New study on Share4Rare: Barefoot-style shoes for children with Epidermolysis bullosa simplex
Epidermolysis bullosa (EB) is a group of rare genetic disorders characterised by extreme skin fragility and mucous membranes, leading to blisters and wounds. It is present from birth and currently has no cure. The only available treatment focuses on preventing complications and relieving symptoms, with special attention to skin care. The most common type is EB simplex (EBS), which is caused by defects in proteins found in the epidermis, the outermost layer of the skin.
A condition with a high impact on daily life
The pain and itching associated with EB have a significant effect on the quality of life of those affected, and the time required for wound care greatly limits the social interactions of these children.
In addition, being able to walk is a key motor milestone for people with EB. Only about a quarter of all children with EB are fully independent when it comes to walking due to pain and blistering.
Can barefoot shoes help improve EB symptoms?
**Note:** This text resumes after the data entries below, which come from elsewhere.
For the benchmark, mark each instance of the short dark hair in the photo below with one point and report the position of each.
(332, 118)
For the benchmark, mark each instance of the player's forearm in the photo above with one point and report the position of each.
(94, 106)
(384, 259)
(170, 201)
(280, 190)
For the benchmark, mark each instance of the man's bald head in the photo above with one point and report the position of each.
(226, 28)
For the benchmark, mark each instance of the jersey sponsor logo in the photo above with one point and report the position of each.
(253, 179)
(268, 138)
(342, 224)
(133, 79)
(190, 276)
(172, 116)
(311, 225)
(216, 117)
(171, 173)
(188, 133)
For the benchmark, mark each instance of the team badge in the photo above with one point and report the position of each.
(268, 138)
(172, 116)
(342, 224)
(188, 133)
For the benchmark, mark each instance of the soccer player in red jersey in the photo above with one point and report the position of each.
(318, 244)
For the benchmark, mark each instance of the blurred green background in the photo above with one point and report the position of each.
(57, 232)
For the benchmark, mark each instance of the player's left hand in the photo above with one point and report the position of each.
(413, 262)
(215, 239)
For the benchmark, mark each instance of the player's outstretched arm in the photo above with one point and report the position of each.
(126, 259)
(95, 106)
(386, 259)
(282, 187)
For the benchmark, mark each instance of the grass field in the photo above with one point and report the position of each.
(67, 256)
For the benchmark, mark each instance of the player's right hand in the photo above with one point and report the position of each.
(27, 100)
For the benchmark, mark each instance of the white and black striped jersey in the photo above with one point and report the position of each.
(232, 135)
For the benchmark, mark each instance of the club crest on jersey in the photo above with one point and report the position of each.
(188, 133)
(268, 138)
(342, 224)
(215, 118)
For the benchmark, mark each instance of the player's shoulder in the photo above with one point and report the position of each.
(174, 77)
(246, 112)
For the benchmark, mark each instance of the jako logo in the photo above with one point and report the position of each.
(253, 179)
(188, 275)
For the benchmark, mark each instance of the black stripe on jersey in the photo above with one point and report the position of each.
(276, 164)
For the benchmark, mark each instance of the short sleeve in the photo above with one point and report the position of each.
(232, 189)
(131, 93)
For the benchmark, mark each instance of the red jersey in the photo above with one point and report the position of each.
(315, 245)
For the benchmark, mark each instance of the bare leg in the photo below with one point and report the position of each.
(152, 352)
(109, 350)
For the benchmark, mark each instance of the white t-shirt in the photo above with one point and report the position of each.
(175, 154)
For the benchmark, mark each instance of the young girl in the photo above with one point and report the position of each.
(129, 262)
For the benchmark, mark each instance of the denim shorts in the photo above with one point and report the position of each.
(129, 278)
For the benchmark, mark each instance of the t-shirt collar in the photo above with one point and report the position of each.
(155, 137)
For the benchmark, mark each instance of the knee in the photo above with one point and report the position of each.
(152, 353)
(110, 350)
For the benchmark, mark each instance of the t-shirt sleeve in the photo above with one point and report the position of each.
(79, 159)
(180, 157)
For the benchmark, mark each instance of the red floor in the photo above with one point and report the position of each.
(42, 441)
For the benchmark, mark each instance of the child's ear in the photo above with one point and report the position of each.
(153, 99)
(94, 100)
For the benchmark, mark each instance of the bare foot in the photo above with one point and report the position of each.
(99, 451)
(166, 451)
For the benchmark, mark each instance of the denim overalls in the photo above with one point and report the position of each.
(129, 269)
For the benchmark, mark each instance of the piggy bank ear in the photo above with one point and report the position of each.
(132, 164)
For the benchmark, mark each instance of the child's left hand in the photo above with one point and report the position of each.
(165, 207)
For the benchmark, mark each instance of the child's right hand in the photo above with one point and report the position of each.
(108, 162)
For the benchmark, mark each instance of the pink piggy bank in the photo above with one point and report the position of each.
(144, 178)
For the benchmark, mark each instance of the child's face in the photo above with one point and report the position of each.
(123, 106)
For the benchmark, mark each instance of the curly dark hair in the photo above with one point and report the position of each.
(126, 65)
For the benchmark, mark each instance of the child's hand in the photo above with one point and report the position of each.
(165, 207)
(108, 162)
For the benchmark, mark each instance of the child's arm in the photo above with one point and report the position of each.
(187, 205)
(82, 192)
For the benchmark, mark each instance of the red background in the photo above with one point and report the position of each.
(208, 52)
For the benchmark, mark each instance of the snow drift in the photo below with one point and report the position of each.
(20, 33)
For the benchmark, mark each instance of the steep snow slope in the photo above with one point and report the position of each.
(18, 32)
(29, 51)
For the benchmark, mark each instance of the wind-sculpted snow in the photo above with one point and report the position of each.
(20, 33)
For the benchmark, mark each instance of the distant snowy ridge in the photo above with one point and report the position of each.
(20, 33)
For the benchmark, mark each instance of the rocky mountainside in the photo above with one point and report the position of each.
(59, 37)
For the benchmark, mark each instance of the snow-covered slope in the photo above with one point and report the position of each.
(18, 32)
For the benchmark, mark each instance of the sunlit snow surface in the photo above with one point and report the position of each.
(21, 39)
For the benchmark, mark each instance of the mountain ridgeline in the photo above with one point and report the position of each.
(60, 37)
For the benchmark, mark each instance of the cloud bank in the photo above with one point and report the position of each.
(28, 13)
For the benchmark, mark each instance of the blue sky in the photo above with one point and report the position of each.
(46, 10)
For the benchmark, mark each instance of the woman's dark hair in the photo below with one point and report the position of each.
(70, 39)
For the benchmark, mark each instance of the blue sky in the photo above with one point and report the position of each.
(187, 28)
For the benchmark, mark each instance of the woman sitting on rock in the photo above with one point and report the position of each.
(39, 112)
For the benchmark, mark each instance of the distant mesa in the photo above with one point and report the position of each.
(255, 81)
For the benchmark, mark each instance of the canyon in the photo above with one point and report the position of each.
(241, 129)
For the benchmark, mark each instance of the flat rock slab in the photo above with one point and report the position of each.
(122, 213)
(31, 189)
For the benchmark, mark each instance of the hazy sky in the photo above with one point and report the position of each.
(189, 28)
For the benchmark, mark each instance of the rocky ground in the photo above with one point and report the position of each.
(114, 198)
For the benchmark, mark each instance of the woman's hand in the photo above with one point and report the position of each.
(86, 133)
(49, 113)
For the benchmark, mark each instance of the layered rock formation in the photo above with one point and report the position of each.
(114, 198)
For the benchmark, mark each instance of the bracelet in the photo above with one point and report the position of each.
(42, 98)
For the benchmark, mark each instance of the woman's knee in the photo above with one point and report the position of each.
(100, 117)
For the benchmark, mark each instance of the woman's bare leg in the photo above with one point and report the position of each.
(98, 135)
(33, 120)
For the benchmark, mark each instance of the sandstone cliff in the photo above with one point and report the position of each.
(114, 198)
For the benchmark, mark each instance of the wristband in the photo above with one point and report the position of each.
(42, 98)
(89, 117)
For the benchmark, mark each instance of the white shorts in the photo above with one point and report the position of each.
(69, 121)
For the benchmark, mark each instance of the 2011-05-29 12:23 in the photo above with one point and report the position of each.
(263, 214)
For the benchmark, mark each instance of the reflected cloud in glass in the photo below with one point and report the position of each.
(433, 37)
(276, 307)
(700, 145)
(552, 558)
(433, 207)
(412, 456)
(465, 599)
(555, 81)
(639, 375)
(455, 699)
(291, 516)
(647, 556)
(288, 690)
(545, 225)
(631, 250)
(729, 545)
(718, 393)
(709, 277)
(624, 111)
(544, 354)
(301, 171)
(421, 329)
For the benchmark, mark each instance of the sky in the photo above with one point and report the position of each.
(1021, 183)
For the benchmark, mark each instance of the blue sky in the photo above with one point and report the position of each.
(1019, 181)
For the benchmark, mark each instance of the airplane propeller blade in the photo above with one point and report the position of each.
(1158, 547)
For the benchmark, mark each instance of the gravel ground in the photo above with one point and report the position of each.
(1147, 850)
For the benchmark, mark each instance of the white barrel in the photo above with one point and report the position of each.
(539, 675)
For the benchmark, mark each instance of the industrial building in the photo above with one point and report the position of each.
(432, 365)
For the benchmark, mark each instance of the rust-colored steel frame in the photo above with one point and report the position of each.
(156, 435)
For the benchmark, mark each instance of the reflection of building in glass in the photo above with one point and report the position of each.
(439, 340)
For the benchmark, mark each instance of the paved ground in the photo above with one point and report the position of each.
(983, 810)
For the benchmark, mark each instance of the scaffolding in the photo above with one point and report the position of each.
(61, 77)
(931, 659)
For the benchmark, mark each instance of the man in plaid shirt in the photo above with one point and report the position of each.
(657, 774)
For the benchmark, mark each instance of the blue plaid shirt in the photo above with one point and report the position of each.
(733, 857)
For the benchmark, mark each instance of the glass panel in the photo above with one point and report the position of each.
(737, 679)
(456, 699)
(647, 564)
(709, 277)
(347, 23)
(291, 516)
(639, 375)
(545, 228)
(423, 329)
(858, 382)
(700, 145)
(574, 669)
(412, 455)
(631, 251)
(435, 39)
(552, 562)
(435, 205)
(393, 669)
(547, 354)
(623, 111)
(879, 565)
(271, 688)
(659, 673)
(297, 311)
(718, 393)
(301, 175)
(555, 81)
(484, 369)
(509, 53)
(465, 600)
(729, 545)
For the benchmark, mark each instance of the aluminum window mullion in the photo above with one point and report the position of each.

There are currently some general recommendations about suitable footwear for people with EB, but it is difficult to find studies specifically focused on individuals with EBS that show whether this type of shoe truly meets their needs. On the other hand, several families living with EBS who have been using barefoot (also known as minimalist or respectful) footwear exclusively for the past six years have reported improvements in symptoms compared to others with EB who do not use this type of shoe.
In light of this, the DEBRA Butterfly Skin Association (DEBRA Spain) has decided to carry out a study on the use of barefoot shoes in children with EBS. The goal is to generate scientific evidence and offer clear recommendations for those affected by this condition.
Data collection on Share4Rare
The study will take place on the Share4Rare platform over two months: in the first month, participants will wear their usual footwear, and in the second month, they will use barefoot shoes. Through weekly questionnaires, participants will provide information about pain-free walking time, the number of blisters and foot lesions, and other general aspects of their quality of life. Additionally, they will submit weekly photos of their feet. The reported data will then be analysed, comparing the experience with both types of footwear to determine if any improvements are observed.
The people behind the study
Participants: A small group of children with Epidermolysis bullosa simplex whose families are members of DEBRA Butterfly Skin Association.
Led by: DEBRA Butterfly Skin Association.
Financial support: “Fundación Inocente, Inocente" through the 2024 Grants Program for children with rare diseases.
Research team:
Núria Tarrats: Research Lead at DEBRA Butterfly Skin Association.
Natividad Romero: Nurse and Coordinator of the Family Support Team at DEBRA Butterfly Skin Association.
Elena Perona: Nurse, Family Support Team at DEBRA Butterfly Skin Association.
Rocío Maseda: Dermatologist at La Paz University Hospital.
Collaboration:
Caminando Descalzos has provided expertise on barefoot footwear and logistical support and donated barefoot socks.
Wildling has donated the barefoot shoes used in the study.